What is refreshing from a fan’s perspective is the honest nature of Sherwood, but his straight-talking style will not always go down well with players and board members.

Nigel Adkins (6/1)
Perhaps the writing was on the wall for Adkins at Reading when club ownership changed hands from Russian tycoon Anton Zingarevich to a Thai consortium. He was not the new investors’ choice to take charge of the Royals, so Steve Clarke replaced him when Birmingham City hit them for six.

Any failure from Adkins to mount a promotion push in Berkshire should not be a blot on his copy book. The former Scunthorpe United physio-turned-manager is a likeable character, and took another south coast side, Southampton, from League One to the Premier League.

Uwe Rosler (8/1)
Axed by controversial Wigan Athletic chairman Dave Whelan following a poor start to the season, ex-East Germany international Rosler could become the latest in a string of late 90s/early 2000s cult heroes to coach Brighton.

Gus Poyet, Garcia and Hyypia all have huge followings because of their performances in classic Chelsea, Barcelona and Liverpool sides.
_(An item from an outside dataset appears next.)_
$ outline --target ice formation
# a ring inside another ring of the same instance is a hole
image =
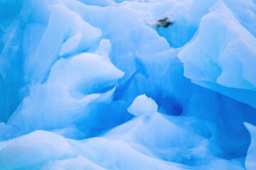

Rosler was a scoring sensation at Manchester City, and brought Brentford to the brink of promotion.

Brian McDermott (25/1)
Like Adkins, his successor at Reading, McDermott has been the victim of a change of ownership himself. Controversial Leeds United owner Massimo Cellino is understood to have put him on gardening leave.

That could end, however, if McDermott fancies the Seagulls. He is a big outsider for the role, but his quiet and softly spoken approach contrasts nicely with motor-mouth Sherwood.